A 79-year-old male person was admitted to the emergency department due to a worsening of his general health state expressed by weakness, fatigue and anorexia. Vital signs and clinical findings were normal, in particular the patient was considered to be euvolemic. Laboratory investigations revealed a serum sodium of 117 mmol/L, a serum osmolality of 241 mosm/kg and a urea of 1.2 mmol/L with creatinine within normal range. Urine chemistry showed a urine osmolality of 412 mosm/kg and urine sodium of 110 mmol/L. TSH, C-reactive protein, and basal cortisol levels were normal. Under therapy with balanced crystalloid fluids, hyponatremia worsened and in absence of diuretic medications, diagnosis of SIADH was made. Since fluid restriction was not sufficiently effective, oral urea was administered. Under this therapy regimen hyponatremia resolved.
Local as well as systemic reactions have been described for the new mRNA-based vaccines including pain and fever. Therefore, it is imaginable that the vaccine might trigger SIADH in some patients.
The Syndrome of Inappropriate Antidiuresis (SIADH) is characterized by a low serum sodium, reduced serum osmolality, relatively high urine osmolality and urine sodium together with a clinically euvolemic patient in absence of diuretic medication . SIADH has been described to be associated with a multitude of conditions and medications with diseases of the lung being quite prominent . Only recently, SIADH was also described in patients infected with the Severe Acute Respiratory Syndrome Coronavirus 2 (SARS-CoV-2) [2, 3]. To this date, intensive vaccination programs have started world-wide in order to fight the pandemic . In our country at this time, only Spikevax (mRNA-1273, Moderna) and Comirnaty (BNT162b2, Pfizer-BioNtech) were approved by our local drug administration.

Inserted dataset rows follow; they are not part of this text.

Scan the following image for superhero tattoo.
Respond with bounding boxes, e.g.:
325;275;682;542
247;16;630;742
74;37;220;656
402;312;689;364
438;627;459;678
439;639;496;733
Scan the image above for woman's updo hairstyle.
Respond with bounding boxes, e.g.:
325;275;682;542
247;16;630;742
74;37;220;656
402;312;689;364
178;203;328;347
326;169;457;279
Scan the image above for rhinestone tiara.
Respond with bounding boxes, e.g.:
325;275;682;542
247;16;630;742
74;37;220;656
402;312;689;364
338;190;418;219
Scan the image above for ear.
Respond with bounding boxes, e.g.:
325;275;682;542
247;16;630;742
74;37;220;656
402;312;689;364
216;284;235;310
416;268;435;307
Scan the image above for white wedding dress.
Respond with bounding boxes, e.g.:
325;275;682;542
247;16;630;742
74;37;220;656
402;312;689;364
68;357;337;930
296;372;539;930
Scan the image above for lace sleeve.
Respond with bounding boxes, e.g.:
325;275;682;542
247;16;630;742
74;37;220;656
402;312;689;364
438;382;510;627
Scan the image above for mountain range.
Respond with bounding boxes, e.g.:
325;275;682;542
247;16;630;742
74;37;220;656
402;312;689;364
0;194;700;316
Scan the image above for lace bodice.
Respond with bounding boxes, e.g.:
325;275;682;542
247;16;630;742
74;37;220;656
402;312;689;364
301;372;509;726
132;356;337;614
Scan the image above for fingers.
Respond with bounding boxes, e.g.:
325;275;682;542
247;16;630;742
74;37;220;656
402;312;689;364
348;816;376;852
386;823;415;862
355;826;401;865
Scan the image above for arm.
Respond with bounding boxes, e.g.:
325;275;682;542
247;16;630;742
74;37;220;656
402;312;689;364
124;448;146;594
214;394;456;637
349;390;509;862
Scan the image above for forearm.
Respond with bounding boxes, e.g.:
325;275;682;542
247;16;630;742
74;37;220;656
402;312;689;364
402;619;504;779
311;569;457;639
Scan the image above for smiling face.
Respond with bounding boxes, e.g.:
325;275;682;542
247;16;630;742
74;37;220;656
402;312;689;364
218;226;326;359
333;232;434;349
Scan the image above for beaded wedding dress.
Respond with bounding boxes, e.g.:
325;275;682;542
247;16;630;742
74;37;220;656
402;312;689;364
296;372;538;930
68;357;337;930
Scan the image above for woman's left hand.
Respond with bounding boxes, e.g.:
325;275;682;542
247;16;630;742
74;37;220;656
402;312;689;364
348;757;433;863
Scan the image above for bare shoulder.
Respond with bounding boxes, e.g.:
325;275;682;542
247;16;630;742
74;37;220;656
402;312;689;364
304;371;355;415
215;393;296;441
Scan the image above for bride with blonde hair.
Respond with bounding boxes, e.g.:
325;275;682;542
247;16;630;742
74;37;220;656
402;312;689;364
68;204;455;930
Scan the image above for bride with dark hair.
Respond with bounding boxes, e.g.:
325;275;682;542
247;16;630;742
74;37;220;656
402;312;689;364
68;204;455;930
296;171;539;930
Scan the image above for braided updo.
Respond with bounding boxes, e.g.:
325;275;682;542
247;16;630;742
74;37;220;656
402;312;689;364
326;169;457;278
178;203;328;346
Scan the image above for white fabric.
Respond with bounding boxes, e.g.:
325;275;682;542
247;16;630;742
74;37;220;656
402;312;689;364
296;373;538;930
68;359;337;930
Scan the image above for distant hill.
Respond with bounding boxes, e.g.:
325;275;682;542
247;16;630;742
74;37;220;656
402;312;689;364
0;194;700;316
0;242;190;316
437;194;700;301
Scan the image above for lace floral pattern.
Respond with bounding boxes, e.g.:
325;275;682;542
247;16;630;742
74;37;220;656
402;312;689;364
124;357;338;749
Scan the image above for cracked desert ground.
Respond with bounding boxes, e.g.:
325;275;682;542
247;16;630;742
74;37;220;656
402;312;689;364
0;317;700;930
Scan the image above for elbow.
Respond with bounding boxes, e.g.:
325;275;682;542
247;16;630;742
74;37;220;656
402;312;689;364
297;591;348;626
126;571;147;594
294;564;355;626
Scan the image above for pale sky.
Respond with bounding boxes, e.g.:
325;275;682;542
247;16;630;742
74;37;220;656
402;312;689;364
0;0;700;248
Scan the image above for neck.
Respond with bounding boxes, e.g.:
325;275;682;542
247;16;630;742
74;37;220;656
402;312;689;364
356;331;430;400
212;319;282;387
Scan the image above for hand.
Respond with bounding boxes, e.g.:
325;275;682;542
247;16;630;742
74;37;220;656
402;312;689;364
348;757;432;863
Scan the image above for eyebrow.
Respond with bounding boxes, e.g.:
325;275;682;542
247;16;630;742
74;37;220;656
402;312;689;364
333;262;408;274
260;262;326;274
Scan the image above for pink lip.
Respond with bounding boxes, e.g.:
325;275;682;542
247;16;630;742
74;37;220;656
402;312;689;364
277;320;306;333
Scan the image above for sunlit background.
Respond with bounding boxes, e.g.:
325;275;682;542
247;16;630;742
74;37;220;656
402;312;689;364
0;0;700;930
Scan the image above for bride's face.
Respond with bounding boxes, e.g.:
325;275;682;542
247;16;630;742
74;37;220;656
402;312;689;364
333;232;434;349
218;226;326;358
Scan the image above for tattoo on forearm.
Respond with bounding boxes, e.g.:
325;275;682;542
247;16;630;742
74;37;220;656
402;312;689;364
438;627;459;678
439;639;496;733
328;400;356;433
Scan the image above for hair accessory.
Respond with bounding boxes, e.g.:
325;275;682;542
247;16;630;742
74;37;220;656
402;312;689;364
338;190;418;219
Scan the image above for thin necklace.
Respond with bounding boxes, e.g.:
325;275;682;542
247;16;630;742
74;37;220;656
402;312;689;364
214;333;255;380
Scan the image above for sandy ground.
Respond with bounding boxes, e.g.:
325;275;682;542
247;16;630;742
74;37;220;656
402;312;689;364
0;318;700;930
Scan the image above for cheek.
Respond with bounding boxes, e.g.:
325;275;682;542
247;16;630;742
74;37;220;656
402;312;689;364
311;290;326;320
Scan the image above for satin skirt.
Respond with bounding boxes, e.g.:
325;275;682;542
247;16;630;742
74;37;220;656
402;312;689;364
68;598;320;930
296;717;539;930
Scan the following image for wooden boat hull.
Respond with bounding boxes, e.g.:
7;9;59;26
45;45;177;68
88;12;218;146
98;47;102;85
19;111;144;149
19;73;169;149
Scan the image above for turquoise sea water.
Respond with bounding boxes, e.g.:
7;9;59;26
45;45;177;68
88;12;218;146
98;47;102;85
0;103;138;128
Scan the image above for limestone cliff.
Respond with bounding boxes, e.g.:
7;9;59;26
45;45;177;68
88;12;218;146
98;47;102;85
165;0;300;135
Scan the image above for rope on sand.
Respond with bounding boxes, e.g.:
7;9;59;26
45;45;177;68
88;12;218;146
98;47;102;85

They both contain messenger ribonucleic acid (mRNA) coding for spike-proteins of the SARS-CoV-2 virus. The mRNA is transported into hosting cells in lipid nanoparticles, where the proteins are synthesized and presented on the cell membrane [5, 6]. This leads to an immune reaction against the presented antigens, which results in a T- and B-Cell activation and consecutively in a humoral and cellular immune response [5, 6]. The most common side effect is a solicited local reaction [5, 6]. Furthermore, common side effects reach from fever, headache and fatigue to lymphadenopathy, myalgia, arthralgia, nausea/vomiting and chills. Unfortunately, there are also rare cases of anaphylactic shock after receiving either of the mentioned vaccines. Recently, a case series of Myocarditis and Pericarditis associated with COVID-19 vaccination was published . Since vaccination programs started, a lot of case reports were published describing a multitude of pathologies possibly related to the vaccination. They are reaching from thyreoiditis, over Guillan-Barré syndrome, to stroke-mimics and uveitis, to only mention a few [8,9,10,11]. We describe the first case of a patient with newly diagnosed and symptomatic SIADH after receiving the second COVID-19 vaccination not explained otherwise.
A 79-year-old male person was admitted to the emergency department on March 06th 2021 due to a worsening of his general health state expressed by weakness, fatigue and anorexia. The patients' previous medical history was remarkable mainly for an ischemic cerebrovascular insult in 2019, which probably occurred on basis of microangiopathic disease. Moreover, gastritis and gastroesophageal reflux disease was known. The patient was on a regular medication of clopidogrel 75 mg as well as pantoprazole 40 mg once daily, respectively. non-steroidal anti-inflammatory drug (NSAID) use was denied.
Clinical examination on admission showed a patient in slightly reduced general state of health, normotensive blood pressure values, a heart rate of 66/min, a peripheral oxygen saturation of 97% on ambient air as well as a temperature of 37 °C. The patient did not have any peripheral edema and was considered to be euvolemic.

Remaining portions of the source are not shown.